Risks and lessons learned
All outputs were delivered and there was progress in all indicators of effectiveness. It should be noted that prior to the start of the project, data on verified and combated hot spots were not even gathered by CBMMT, which indicates that the adoption of monitoring techniques and effectiveness evaluation is one of the positive aspects being incorporated by military brigades in the Amazon Region as a result of the experience with the support of the Amazon Fund.
However, it is important to remember that the project’s term was significantly extended. CBMMT had problems carrying out the bidding procedures for some items of the project and executing complementary funding by the state. To be concluded, the project relied on important partnerships with other state and municipal bodies in the region, as detailed in the item “Institutional and administrative aspects.” These partnerships, although relevant, had not been properly linked to the project at the analysis stage, which led to delays and the relocation of the operations base from Sinop to Sorriso. The graduate-level course also required state support and was made possible by the School of Government after failed attempts in the bidding process.

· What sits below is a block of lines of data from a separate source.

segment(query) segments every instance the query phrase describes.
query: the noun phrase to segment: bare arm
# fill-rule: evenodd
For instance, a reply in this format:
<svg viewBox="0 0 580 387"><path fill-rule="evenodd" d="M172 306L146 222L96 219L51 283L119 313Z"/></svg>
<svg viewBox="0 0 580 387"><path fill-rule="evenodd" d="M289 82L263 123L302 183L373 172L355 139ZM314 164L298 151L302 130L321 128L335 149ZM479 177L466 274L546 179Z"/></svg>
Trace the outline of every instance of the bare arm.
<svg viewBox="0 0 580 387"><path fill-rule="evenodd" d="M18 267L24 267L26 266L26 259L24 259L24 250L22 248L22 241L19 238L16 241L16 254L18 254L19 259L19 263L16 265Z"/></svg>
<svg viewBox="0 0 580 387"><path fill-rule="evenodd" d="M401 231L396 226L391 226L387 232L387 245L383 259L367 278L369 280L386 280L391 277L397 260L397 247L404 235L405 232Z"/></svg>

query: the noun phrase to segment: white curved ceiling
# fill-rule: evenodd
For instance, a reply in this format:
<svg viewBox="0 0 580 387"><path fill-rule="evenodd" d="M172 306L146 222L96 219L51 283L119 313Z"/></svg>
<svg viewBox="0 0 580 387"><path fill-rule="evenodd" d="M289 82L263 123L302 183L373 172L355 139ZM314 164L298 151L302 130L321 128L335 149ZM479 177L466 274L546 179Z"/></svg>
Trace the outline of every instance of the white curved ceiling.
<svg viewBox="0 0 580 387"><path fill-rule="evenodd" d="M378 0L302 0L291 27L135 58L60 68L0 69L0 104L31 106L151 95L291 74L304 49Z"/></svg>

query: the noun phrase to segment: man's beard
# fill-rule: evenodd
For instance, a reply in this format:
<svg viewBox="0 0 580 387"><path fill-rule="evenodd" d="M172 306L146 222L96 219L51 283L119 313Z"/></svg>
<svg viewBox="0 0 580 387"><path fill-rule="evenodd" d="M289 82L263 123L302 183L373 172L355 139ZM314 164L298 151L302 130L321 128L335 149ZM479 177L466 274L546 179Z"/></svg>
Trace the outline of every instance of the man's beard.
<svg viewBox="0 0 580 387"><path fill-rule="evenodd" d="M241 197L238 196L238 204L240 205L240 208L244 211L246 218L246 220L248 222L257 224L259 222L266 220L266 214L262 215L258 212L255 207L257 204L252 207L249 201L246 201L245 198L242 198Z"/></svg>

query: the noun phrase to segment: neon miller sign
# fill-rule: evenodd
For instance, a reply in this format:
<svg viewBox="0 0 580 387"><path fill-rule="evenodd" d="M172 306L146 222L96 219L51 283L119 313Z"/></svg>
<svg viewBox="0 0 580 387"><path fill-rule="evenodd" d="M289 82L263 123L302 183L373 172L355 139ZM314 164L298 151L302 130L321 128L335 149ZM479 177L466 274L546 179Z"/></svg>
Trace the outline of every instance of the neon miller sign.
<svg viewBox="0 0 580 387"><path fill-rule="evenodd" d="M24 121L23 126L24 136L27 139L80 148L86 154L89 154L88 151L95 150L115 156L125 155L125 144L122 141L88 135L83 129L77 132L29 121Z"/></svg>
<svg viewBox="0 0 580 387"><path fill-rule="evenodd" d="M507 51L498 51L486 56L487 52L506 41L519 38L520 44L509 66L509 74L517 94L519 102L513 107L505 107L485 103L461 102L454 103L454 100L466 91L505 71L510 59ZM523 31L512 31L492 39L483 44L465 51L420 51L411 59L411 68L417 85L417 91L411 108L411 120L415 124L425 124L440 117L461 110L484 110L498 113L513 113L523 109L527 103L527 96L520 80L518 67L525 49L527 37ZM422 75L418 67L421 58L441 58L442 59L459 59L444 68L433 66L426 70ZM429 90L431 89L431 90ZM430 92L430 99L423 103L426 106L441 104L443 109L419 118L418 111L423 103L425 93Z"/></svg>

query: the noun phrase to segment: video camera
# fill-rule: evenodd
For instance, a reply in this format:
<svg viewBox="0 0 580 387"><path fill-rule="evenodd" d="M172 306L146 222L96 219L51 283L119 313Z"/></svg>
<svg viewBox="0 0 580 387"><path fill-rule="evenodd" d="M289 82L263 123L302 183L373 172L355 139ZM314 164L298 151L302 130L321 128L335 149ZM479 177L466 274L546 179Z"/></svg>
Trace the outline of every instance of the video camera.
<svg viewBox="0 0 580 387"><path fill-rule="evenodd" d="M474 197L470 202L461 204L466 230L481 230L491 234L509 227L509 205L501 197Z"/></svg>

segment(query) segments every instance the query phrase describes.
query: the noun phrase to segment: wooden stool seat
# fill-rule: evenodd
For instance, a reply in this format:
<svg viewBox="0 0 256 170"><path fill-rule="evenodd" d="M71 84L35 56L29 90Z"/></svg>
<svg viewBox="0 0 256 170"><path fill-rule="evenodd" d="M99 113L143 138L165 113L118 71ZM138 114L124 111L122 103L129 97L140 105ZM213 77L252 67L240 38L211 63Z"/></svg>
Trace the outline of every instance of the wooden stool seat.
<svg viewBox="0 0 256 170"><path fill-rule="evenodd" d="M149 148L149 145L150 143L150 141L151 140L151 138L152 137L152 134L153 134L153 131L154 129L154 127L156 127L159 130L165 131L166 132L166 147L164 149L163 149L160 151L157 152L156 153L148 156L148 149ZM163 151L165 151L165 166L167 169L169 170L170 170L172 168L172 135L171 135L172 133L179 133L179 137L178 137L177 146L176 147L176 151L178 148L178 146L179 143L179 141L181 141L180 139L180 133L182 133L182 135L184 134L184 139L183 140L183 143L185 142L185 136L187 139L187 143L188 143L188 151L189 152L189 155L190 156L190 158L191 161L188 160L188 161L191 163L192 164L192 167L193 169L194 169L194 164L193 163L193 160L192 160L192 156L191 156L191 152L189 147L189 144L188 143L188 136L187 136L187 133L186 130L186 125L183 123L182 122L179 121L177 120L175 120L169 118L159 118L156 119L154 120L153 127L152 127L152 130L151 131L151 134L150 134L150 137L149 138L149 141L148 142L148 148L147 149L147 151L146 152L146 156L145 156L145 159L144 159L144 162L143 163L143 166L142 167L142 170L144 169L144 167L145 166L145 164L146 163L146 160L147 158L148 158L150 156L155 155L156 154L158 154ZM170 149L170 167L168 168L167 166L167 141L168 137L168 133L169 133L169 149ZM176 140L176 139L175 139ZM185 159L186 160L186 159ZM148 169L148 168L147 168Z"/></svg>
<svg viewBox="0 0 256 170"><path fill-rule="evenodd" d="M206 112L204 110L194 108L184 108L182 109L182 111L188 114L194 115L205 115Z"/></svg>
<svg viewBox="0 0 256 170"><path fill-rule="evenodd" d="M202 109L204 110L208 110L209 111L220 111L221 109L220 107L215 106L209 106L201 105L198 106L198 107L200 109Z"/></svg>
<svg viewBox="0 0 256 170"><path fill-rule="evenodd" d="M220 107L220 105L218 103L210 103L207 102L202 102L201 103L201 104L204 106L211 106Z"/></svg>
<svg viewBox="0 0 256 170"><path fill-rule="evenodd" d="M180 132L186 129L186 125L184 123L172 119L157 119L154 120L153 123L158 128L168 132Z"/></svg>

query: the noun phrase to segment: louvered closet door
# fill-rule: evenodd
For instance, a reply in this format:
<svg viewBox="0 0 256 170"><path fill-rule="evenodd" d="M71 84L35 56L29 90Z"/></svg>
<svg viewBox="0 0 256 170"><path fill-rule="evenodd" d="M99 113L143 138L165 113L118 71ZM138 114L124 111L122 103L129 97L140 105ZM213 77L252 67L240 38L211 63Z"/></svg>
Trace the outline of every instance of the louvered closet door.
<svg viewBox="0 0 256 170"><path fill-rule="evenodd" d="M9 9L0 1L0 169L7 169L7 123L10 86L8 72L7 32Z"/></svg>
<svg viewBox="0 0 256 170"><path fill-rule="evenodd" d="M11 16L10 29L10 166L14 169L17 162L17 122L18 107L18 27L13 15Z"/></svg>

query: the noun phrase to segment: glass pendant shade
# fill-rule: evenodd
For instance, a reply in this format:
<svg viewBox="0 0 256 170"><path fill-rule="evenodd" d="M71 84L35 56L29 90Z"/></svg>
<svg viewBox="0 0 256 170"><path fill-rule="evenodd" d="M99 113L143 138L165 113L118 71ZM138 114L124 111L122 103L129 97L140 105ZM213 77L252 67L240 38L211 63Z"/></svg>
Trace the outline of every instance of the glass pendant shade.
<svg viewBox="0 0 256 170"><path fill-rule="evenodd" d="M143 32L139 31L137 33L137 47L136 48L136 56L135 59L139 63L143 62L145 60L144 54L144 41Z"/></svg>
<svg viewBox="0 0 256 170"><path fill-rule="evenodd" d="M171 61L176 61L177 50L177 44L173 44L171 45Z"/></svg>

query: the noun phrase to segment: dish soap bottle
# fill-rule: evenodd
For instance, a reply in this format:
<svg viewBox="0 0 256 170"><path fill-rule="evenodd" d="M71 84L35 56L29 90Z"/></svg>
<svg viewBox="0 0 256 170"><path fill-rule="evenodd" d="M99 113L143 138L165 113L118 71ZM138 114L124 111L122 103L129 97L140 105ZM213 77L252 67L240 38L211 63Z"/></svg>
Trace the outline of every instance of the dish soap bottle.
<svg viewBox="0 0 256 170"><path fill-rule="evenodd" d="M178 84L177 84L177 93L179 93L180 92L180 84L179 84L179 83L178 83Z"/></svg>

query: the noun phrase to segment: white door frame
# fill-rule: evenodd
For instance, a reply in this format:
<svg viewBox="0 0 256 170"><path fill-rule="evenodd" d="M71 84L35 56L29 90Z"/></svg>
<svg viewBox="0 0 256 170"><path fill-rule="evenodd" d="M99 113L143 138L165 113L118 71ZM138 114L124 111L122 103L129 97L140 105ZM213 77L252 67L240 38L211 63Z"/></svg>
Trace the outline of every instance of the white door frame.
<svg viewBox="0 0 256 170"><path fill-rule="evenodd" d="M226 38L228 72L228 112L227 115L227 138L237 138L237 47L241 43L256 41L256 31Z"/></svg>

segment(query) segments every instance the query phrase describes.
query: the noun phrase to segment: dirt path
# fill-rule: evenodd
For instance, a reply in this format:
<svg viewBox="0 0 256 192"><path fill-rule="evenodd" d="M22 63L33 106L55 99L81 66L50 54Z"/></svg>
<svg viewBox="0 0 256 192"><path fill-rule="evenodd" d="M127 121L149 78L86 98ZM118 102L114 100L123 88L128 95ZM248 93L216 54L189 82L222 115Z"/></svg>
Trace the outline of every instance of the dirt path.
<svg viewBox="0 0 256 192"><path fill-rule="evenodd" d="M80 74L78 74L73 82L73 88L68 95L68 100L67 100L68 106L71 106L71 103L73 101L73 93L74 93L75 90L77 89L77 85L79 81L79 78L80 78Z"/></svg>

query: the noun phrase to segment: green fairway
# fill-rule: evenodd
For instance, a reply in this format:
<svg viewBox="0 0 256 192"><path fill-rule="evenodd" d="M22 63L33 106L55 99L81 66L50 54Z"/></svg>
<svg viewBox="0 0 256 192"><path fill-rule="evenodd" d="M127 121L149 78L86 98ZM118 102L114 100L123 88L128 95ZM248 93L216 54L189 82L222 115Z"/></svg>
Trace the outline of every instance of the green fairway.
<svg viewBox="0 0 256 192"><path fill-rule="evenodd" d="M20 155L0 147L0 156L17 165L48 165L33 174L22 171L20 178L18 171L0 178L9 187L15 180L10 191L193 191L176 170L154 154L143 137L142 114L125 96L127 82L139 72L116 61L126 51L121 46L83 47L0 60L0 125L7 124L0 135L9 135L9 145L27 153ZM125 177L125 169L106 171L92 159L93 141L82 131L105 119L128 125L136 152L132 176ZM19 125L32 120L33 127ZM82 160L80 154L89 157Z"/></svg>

It is believed that the lack of a dedicated structure for project management is one of the factors that contributed to the operational difficulties faced.
Therefore, an important lesson learned is that when analyzing projects with public sector bodies, it should be considered that their teams are not necessarily capable of managing operations of this kind. Thus, it is important to establish longer terms than usual and ensure that the most important partners are already properly linked to the project and committed to their obligations.
Sustainability of results
Long-term sustainability of the results achieved with the support of the Amazon Fund depends mainly on the budgetary conditions of the state of Mato Grosso, responsible for maintaining the main equipment purchased under the project, as well as for providing resources to fund CBMMT.
In periods of fiscal crisis, such as the one currently experienced by most Brazilian states, the strong contraction of the national economy places restraints on the budgets of government bodies. When excessively prolonged, this may undermine the results achieved by the project.
It should be stressed that the training and qualifications resulting from the project tend to have a longer lasting and potentially broader effect considering the spread of knowledge that happens naturally in organizations, regardless of new contributions of public funds.